Immuron Limited, an Australian biopharmaceutical company, has reported encouraging interim topline results from its Phase 2 clinical trial of Travelan®, aimed at preventing diarrhea caused by Enterotoxigenic Escherichia coli (ETEC). The study demonstrated a 36.4% protective efficacy against ETEC-induced moderate to severe diarrhea in the Travelan® group compared to the placebo group. Additionally, a 66.7% protective efficacy was observed against severe diarrhea, and an 83.3% reduction in subjects requiring early antibiotic treatment post-challenge was noted in the Travelan® group.
The trial, which involved 60 healthy volunteers, assessed the efficacy of a single daily oral dose of 1200 mg of Travelan® against ETEC strain H10407. The dosing commenced two days prior to the challenge and continued for seven days.
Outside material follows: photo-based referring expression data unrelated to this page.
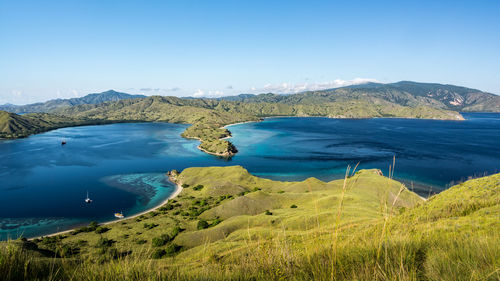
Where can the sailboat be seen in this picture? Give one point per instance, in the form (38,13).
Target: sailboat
(119,215)
(88,200)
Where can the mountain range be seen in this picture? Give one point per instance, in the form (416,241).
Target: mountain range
(54,104)
(208,115)
(404,93)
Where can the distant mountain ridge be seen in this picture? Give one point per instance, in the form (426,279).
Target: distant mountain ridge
(404,93)
(54,104)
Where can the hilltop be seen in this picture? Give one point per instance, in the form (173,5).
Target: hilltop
(18,126)
(227,224)
(403,93)
(55,104)
(403,100)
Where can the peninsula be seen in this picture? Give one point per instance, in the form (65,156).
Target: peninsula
(229,224)
(209,116)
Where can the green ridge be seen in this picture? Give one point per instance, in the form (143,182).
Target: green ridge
(228,224)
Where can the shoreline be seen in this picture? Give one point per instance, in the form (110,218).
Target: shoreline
(177,191)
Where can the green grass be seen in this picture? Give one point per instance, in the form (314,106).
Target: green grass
(238,226)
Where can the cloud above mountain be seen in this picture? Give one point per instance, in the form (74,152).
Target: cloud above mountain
(289,88)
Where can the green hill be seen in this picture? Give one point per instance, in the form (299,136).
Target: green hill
(229,225)
(208,116)
(18,126)
(404,93)
(55,104)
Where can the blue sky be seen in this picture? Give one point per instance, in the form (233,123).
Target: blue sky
(51,49)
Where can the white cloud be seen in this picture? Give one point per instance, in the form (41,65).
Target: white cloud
(287,88)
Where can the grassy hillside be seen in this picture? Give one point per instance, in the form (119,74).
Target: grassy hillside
(228,224)
(207,116)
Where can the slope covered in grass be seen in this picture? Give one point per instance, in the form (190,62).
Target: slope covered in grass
(18,126)
(228,224)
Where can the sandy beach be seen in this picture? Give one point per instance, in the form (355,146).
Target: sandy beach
(178,190)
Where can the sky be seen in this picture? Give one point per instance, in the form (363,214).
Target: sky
(62,49)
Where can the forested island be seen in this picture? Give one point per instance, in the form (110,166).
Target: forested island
(227,224)
(208,116)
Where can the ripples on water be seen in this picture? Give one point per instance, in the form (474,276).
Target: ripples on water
(122,165)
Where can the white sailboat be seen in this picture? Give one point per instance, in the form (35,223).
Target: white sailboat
(88,200)
(119,215)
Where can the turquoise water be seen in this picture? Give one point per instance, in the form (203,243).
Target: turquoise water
(43,184)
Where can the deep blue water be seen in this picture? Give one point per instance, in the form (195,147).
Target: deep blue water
(43,184)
Despite a lower than planned attack rate, the study highlighted the potential of once-daily dosing of Travelan®, showing it to be approximately 50% as effective as the current recommended three times daily dosing regimen.
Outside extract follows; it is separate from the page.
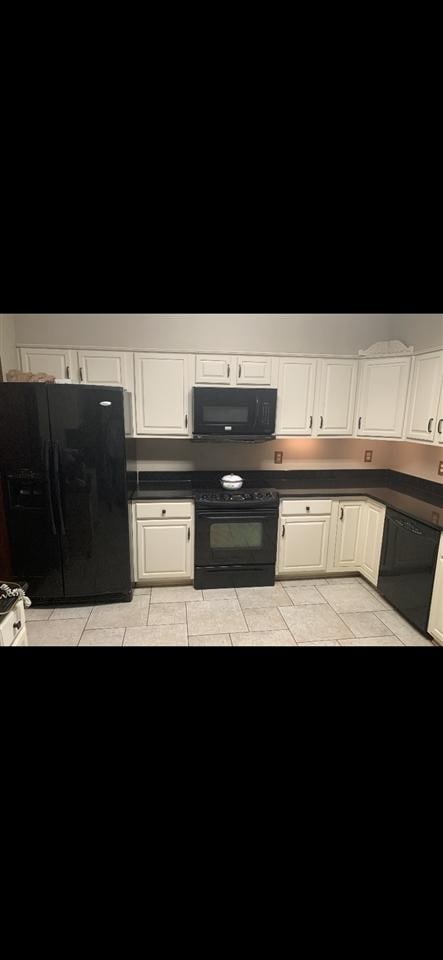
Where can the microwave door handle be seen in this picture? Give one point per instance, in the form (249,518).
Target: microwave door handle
(404,526)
Immuron is now preparing for an end of Phase 2 meeting with the U.S. Food and Drug Administration to discuss the pivotal Phase 3 registration strategy and planned clinical trials. The company is also exploring non-dilutive funding opportunities for these Phase 3 clinical trials. Travelan®, a first-in-class oral antibody therapy, aims to offer a prophylactic solution for Travelers’ Diarrhea, a high priority for the U.S. Military.
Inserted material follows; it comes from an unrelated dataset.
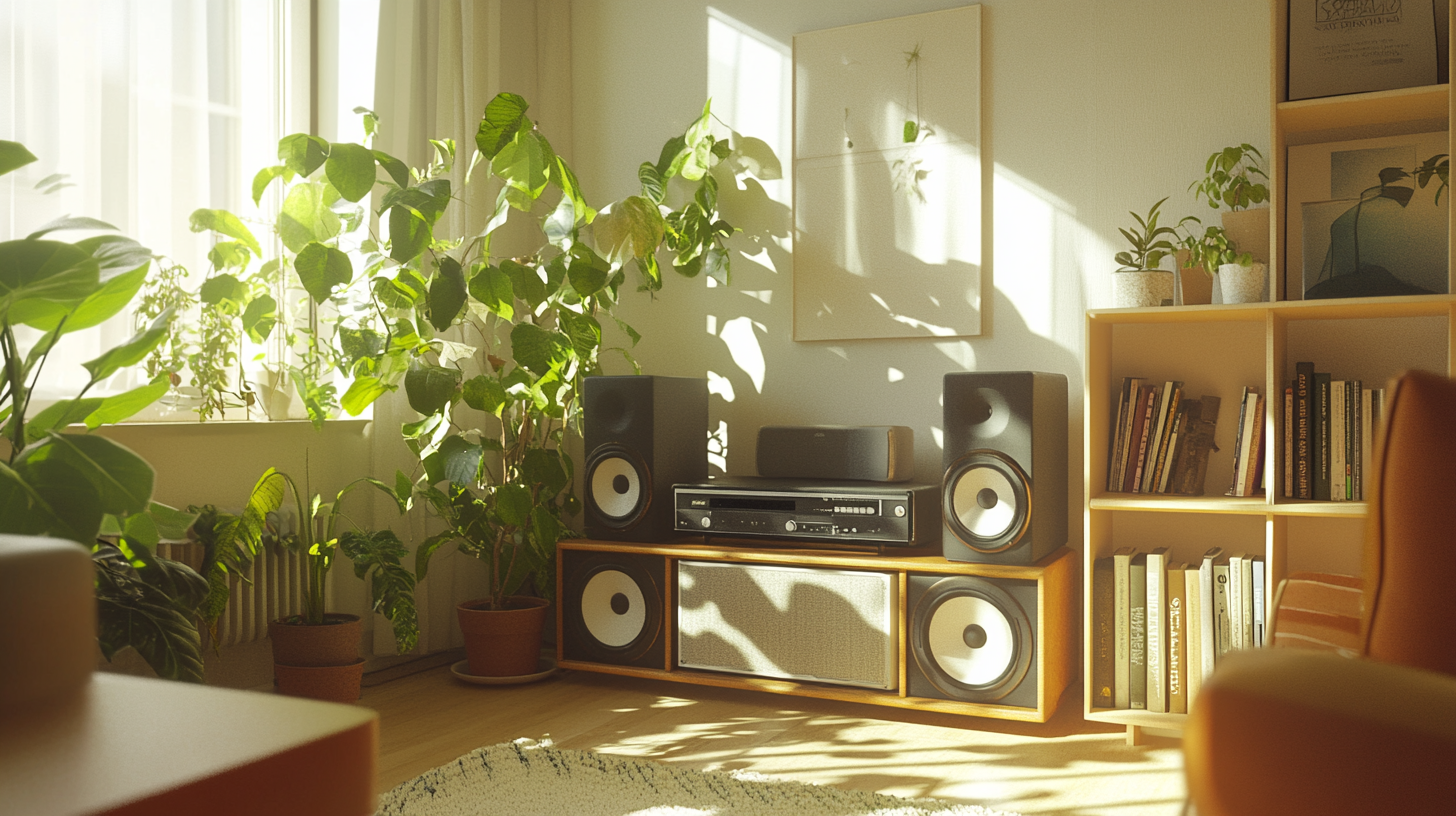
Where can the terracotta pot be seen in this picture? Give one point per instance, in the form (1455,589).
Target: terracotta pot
(335,684)
(335,643)
(503,643)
The study's results underscore the excellent safety and tolerability profile of Travelan®, with a 55.6% reduction in adverse events observed in the Travelan® group compared to the placebo group. Immuron has filed a provisional patent application with the U.S. Patent Office, including results from this trial, marking a significant step forward in the development of treatments for infectious enteric diseases.